Une intimité rare avec Zola photographe, interview de Lionel Riess restaurateur
Choisi par le département photographique de la MAP pour restaurer les plaques négatives détériorées du fonds Zola, Lionel Riess est un jeune praticien dont l’expérience est déjà riche et significative.
Bruno Martin : Lionel Riess, pourriez-vous résumer en quelques mots votre cursus et le début de votre carrière ?
Lionel Riess : Je suis diplômé du Master de conservation-restauration de l’Inp (Institut National du Patrimoine) en spécialité photographie, suite à un cursus ponctué de stages en France et à l’étranger. Professionnel indépendant depuis septembre 2017, je mets en œuvre des interventions de conservation préventive et de restauration sur des fonds photographiques historiques et contemporains conservés par des collections publiques et privées – comme le musée des Arts Décoratifs de Paris, le musée Guimet, le musée Unterlinden de Colmar.
BM : Quelle est votre éthique de restaurateur ?
Lionel Riess : J’envisage toujours les interventions que je pratique dans un cadre déontologique mettant en avant l’innocuité, la réversibilité et la lisibilité des traitements.
BM : Pouvez-vous brièvement décrire les dégradations dont souffrent les plaques photographiques du fonds Zola ?
Lionel Riess : Elles présentent les altérations typiques de ce type de procédé : altérations chimiques de l’image, encrassement, bris. Une part importante est atteinte par des décollements d’émulsion de grande ampleur, s’expliquant par un défaut originel dans la fabrication des plaques et/ou des conditions de conservation inadéquates.
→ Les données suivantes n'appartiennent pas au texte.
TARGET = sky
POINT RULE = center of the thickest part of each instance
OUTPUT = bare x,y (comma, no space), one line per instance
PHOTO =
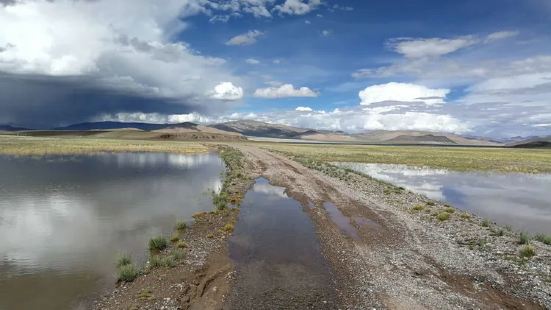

BM : Pour éviter aux plaques de verre, fragiles, les aléas d’un déplacement, la restauration aura lieu au département photographique de la MAP, au fort de Saint-Cyr, où elles sont conservées. En quoi va consister votre travail ?
Lionel Riess : L’intervention envisagée doit permettre de rendre les plaques lisibles et manipulables et d’éliminer les sources de dégradation, prolongeant ainsi la durée de vie des matériaux. Concrètement, chaque plaque sera nettoyée et celles présentant une altération mécanique (fêlure, cassure, décollement d’émulsion) seront doublées par un verre de faible épaisseur. Cette technique permet de redonner une cohésion à la plaque et ce sans collage.
BM : Par rapport à des positifs, plus immédiatement accessibles, quels enseignements spécifiques peut-on tirer, selon vous, de la restauration et de l’étude d’un tel ensemble de négatifs ?
Lionel Riess : Dans la pratique photographique les négatifs ne sont pas des objets finis, mais des documents de travail dont l’observation permet de découvrir l’art du praticien (retouche, renforcement, recadrage, etc.). Cette restauration permettra donc, outre la mise en place de conditions de conservation saines, une intimité rare avec Zola photographe.

Interview réalisé par Bruno Martin, chargé d'études documentaires du département de la photographie de la MAP, en charge du fonds Zola.